Am 27.01.2010, 09:13 Uhr, schrieb Yaakov (Cygwin/X) <yselkowitz@users.sourceforge.net>:

On 26/01/2010 23:38, Steven Monai wrote:
Imagine if a program like 'cp' failed because the current working
directory has a pathname that contains spaces. You'd probably agree with
me that 'cp' had a rather serious flaw, wouldn't you?

cygport is not 'cp'. cygport is a shell script, as are configure scripts, the autoconf-generated kind being the most common build system out there. Shell scripts usually use spaces for IFS. Hence distinguishing between a space in a file name/path and whitespace between arguments is fraught with difficulties.


I stand by my original report. This is a bug. Not a serious show-stopper
by any stretch, but a bug, nonetheless.
>
When I find the time and motivation, I may try my hand at fixing it
myself.
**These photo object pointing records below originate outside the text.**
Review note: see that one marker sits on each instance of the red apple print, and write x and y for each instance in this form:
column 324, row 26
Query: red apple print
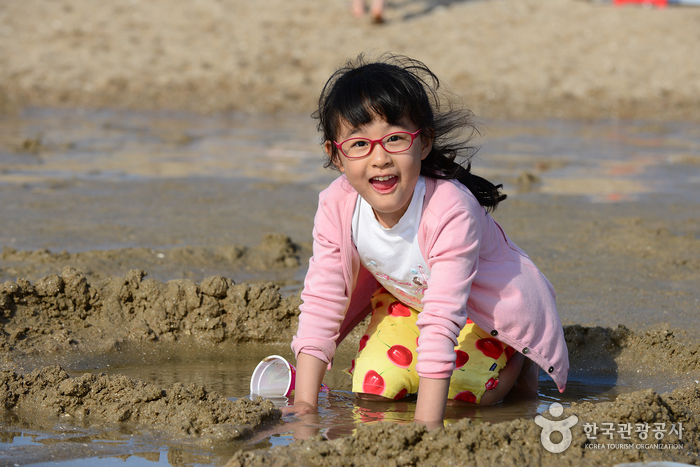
column 491, row 384
column 363, row 342
column 399, row 309
column 490, row 347
column 466, row 396
column 373, row 383
column 462, row 358
column 400, row 356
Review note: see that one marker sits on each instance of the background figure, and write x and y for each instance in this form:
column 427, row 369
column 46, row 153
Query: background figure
column 376, row 10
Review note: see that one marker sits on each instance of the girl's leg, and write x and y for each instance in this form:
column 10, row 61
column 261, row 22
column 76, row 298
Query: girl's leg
column 487, row 370
column 384, row 368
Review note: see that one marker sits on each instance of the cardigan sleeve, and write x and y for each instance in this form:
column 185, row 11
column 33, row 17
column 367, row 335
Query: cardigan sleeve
column 325, row 298
column 453, row 257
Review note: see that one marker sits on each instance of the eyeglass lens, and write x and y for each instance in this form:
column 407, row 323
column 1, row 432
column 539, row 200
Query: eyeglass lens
column 360, row 147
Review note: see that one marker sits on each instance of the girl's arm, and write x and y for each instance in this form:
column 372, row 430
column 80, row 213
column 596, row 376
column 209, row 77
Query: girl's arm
column 310, row 371
column 432, row 398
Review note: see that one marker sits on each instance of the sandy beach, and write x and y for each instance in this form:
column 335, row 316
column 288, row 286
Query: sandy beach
column 121, row 238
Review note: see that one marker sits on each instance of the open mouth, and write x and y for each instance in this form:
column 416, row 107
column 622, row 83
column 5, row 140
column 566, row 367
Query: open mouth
column 384, row 183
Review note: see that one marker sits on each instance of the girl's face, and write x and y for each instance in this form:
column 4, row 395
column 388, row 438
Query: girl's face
column 385, row 180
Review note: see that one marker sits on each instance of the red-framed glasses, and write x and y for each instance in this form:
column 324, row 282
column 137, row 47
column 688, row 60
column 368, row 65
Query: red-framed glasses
column 357, row 148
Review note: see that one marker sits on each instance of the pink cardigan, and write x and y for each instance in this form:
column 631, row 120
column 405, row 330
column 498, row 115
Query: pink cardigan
column 475, row 271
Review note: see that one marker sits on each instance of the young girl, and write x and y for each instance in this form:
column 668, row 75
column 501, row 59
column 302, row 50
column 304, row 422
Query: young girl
column 458, row 310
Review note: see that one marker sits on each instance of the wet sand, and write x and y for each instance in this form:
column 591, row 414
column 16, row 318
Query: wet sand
column 197, row 270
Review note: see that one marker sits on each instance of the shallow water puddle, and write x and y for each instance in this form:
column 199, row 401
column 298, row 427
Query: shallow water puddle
column 228, row 372
column 116, row 165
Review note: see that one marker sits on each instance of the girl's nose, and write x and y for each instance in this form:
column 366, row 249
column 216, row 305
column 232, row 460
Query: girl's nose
column 379, row 156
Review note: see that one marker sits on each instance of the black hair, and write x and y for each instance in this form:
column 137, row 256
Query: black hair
column 393, row 87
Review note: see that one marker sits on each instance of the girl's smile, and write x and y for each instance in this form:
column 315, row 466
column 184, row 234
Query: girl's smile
column 385, row 180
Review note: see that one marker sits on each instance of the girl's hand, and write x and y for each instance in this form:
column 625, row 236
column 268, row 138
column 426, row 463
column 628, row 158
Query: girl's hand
column 300, row 408
column 432, row 399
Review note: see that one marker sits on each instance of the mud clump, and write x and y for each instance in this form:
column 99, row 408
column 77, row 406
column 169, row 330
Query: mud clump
column 512, row 443
column 275, row 252
column 49, row 394
column 66, row 312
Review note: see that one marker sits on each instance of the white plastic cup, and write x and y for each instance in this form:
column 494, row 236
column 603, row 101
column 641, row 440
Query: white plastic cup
column 273, row 377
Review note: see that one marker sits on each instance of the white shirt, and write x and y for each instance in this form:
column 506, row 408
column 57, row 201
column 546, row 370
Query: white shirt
column 393, row 255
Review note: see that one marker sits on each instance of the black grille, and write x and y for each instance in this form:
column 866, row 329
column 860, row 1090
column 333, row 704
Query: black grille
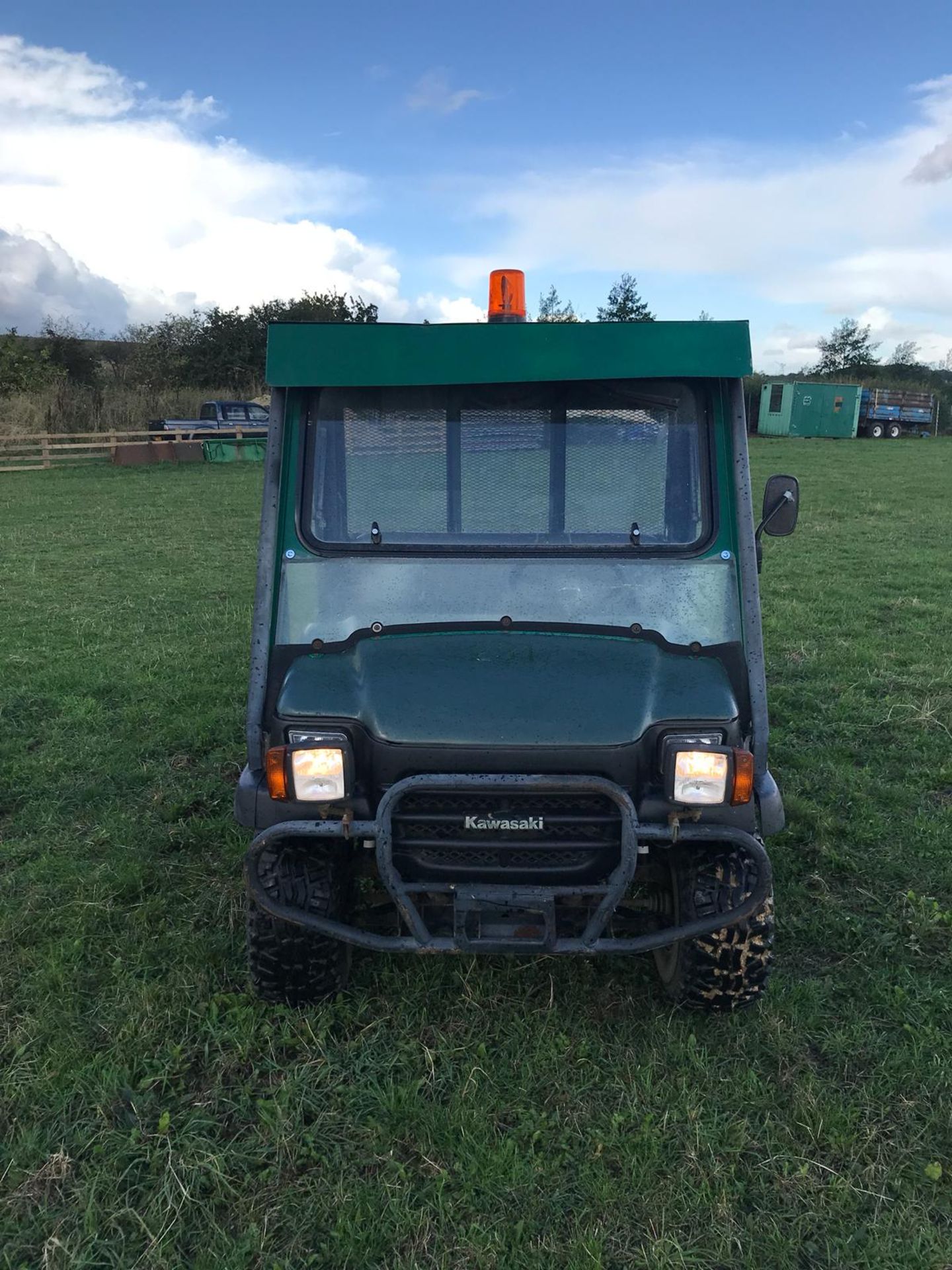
column 579, row 839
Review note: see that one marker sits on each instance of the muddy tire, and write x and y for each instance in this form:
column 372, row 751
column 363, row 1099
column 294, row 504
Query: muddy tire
column 287, row 963
column 729, row 969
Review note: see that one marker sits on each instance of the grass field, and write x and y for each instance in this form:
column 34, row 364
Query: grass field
column 450, row 1113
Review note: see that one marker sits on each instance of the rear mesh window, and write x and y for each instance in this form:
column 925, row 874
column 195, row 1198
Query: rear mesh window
column 539, row 465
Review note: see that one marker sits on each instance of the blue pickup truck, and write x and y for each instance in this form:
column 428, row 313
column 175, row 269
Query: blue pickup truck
column 223, row 417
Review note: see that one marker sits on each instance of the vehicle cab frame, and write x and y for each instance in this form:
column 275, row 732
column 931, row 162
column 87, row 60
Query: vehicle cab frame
column 368, row 624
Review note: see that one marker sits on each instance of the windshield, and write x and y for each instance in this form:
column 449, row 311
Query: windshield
column 578, row 464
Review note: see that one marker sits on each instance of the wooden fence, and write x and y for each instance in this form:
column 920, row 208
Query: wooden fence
column 40, row 450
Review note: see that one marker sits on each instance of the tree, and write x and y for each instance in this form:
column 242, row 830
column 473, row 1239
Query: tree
column 848, row 349
column 906, row 353
column 73, row 349
column 551, row 308
column 625, row 304
column 24, row 366
column 225, row 347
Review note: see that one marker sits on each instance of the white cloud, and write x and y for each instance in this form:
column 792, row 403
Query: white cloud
column 120, row 186
column 863, row 222
column 432, row 92
column 54, row 81
column 40, row 280
column 441, row 309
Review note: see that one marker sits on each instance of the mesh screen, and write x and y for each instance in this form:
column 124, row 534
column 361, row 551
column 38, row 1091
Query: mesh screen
column 616, row 464
column 504, row 470
column 539, row 464
column 397, row 468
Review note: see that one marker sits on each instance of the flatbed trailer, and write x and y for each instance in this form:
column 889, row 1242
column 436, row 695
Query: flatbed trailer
column 896, row 412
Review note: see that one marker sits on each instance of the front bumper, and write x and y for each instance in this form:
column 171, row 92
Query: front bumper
column 508, row 919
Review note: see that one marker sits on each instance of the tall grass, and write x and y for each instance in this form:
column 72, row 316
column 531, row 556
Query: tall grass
column 110, row 408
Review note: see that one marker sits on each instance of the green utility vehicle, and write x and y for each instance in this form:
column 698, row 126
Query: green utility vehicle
column 507, row 679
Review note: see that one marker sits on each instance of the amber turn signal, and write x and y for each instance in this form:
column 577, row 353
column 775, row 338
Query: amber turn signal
column 743, row 778
column 276, row 773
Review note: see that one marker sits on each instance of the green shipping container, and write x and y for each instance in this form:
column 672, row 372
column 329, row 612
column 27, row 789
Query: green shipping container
column 809, row 409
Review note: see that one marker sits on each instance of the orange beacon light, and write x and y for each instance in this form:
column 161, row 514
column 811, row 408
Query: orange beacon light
column 507, row 295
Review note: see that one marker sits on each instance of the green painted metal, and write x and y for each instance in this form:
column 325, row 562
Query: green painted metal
column 507, row 689
column 810, row 411
column 248, row 448
column 775, row 423
column 352, row 355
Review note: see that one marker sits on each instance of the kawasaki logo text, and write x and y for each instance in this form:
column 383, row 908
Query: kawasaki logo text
column 491, row 822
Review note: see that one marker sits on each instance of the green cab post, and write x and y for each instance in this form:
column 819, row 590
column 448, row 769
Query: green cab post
column 507, row 687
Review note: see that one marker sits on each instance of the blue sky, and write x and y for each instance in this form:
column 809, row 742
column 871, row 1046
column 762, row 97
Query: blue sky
column 754, row 160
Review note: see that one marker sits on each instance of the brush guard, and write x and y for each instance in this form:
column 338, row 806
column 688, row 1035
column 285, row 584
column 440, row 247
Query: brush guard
column 507, row 919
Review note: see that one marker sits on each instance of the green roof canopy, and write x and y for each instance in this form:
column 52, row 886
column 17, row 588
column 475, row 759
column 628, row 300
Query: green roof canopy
column 377, row 355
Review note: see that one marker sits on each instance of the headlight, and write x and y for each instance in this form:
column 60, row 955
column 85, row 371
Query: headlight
column 699, row 771
column 317, row 775
column 699, row 777
column 315, row 767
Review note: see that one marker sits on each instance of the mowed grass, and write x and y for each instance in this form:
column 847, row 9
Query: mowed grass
column 460, row 1113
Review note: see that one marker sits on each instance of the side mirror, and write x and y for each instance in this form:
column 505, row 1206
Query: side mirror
column 781, row 507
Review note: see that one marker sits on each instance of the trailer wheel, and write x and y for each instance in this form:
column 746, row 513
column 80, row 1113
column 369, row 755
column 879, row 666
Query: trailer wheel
column 729, row 969
column 287, row 963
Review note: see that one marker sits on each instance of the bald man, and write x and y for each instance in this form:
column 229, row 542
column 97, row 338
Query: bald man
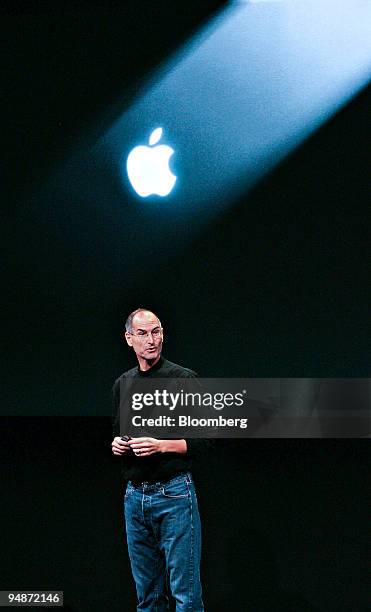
column 161, row 512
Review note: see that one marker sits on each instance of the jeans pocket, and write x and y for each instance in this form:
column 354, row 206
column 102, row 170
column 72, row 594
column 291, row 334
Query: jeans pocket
column 176, row 490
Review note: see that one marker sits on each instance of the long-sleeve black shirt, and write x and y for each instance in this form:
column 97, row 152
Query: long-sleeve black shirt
column 159, row 466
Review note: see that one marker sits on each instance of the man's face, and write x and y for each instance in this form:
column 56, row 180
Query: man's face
column 146, row 336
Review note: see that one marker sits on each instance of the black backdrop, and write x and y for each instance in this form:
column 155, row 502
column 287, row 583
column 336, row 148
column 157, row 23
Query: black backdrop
column 284, row 520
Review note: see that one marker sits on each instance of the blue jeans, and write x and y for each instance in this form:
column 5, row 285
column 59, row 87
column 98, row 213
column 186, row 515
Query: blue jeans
column 164, row 541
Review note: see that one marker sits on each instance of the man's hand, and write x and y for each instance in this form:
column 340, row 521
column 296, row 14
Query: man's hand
column 119, row 447
column 144, row 447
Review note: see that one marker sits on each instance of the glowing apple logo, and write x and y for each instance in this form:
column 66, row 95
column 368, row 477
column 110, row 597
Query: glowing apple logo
column 148, row 168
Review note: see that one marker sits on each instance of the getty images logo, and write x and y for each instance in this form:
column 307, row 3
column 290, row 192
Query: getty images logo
column 148, row 167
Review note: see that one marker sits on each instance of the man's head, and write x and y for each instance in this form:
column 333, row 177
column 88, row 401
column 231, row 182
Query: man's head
column 143, row 332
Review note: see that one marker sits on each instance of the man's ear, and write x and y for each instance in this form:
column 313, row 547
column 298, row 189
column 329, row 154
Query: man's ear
column 128, row 338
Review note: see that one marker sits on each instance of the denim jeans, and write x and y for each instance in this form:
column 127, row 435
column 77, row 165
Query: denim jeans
column 164, row 542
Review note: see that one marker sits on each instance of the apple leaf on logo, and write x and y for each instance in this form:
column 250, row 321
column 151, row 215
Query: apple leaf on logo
column 155, row 136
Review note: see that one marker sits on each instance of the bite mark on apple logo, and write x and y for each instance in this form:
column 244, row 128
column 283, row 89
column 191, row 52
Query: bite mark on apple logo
column 148, row 167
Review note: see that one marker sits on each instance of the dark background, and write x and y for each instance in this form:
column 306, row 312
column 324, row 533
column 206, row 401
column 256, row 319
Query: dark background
column 284, row 520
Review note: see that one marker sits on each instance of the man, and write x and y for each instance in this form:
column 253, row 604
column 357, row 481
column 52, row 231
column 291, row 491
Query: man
column 161, row 512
I'll report back with patches if I do.

As the author of cygport, I'll advise you that your time will be much better spent getting used to not using spaces in file and directory names rather than pretending to "fix" a case that will never be guaranteed to work.

This isn't acceptable as a generic statement.


If you're unwilling to fix the cygport parts of the bug, that's fine, but claiming that fixing it were generally not worthwhile amounts to blessing insecure programming practices.

If shell scripts, including cygport, cannot be bothered to quote variables properly, worse things can happen than just blanks, think for instance glob special characters or semicolons. This routinely raises SECURITY ISSUES unless you're using 100% trusted data, IOW, scripts that fail on blanks in path names, will do worse things under attack. And now consider how many people are actually using Cygwin on systems where running with Administrator privileges is commonplace (XP...)

And I've made other packages work in directories that contain blanks, for instance bogofilter including test suite. It was some work to revisit all of the scripts, but not a major undertaking.

Of course fixing cygport won't assure its user that the package itself is safe in paths with blanks, but at least then you can say that you've done your part and the fix is SOEP (someone else's problem).

That other parts might fail is NOT AN excuse to not do your own job in a way that breaks other people's expectations.

I'd seriously ask you to reconsider.